Current directions in biomedical engineering 3 (2017), Nr.2, S.759–763
ISSN: 2364-5504
Zeitschriftenaufsatz, Elektronische Publikation
Fraunhofer IMS ()
biosignal processing; model driven development; biomechanical modelling; motion pattern database; modelling

Development of preparation-free functionalized furniture based patient monitoring systems for use in the area of home- or stationary- care is often empirically driven. In particular, functionalization of furniture by means of different sensors is strongly affected by this development methodology. As a result, the systems are often not extensive-ly extendable or cannot be optimized because basic mechanisms are not comprehensible. In order to support development or optimization, a modelling approach is often useful.
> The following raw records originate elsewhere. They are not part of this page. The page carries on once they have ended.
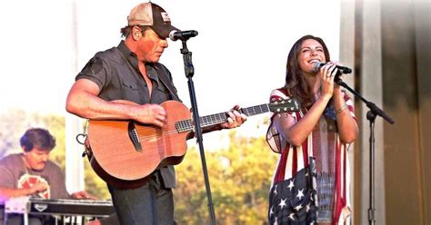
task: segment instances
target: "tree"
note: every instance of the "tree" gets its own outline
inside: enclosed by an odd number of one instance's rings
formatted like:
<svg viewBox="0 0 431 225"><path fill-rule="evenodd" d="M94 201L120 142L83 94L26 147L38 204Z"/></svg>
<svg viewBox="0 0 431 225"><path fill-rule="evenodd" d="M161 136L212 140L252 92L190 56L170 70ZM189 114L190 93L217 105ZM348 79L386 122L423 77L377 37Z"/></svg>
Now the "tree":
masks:
<svg viewBox="0 0 431 225"><path fill-rule="evenodd" d="M266 224L267 198L276 163L264 137L230 133L228 149L205 152L212 197L220 224ZM191 148L176 166L175 220L208 224L208 208L200 156Z"/></svg>

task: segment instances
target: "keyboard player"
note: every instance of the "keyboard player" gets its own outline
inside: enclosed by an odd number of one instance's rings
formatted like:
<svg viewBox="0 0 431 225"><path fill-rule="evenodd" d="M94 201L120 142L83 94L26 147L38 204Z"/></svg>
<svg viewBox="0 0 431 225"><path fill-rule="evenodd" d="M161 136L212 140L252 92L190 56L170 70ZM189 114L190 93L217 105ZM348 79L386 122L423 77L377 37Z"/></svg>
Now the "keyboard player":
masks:
<svg viewBox="0 0 431 225"><path fill-rule="evenodd" d="M20 139L23 152L0 160L0 205L14 197L33 196L42 199L93 199L82 191L69 194L65 176L58 165L49 160L55 139L47 130L32 128ZM3 224L4 210L0 210ZM29 216L29 224L52 224L52 217ZM7 215L7 224L22 224L21 215Z"/></svg>

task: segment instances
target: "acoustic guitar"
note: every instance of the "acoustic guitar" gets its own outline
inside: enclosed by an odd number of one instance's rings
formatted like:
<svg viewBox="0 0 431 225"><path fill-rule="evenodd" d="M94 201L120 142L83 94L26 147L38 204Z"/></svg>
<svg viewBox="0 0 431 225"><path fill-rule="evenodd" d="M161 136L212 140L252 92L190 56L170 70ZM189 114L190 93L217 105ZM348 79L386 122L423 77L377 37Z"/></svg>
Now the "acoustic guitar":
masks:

Thus, using a more comprehensive approach the required sensitivity of the sensors as well as their position in the system can be derived from a simulation model. In order to solve this problem, a multi-stage model was introduced at the BMT conference in 2014 by the authors, which allows the designer to model the entire system. The model has been extended and improved in the meantime and the achieved progress is presented in this work. The presented modelling approach can be divided into three main components. These are the person under supervision, the furniture (in our case a nursing bed) and the sensors (force measuring cells) which are modelled separately. In this work the main focus will be on improving the modelling of the human movement process and its implementation. Furthermore, the modelling of the sensor behavior in the nursing bed is described in detail with regard to their oscillation behavior and the influence on the model.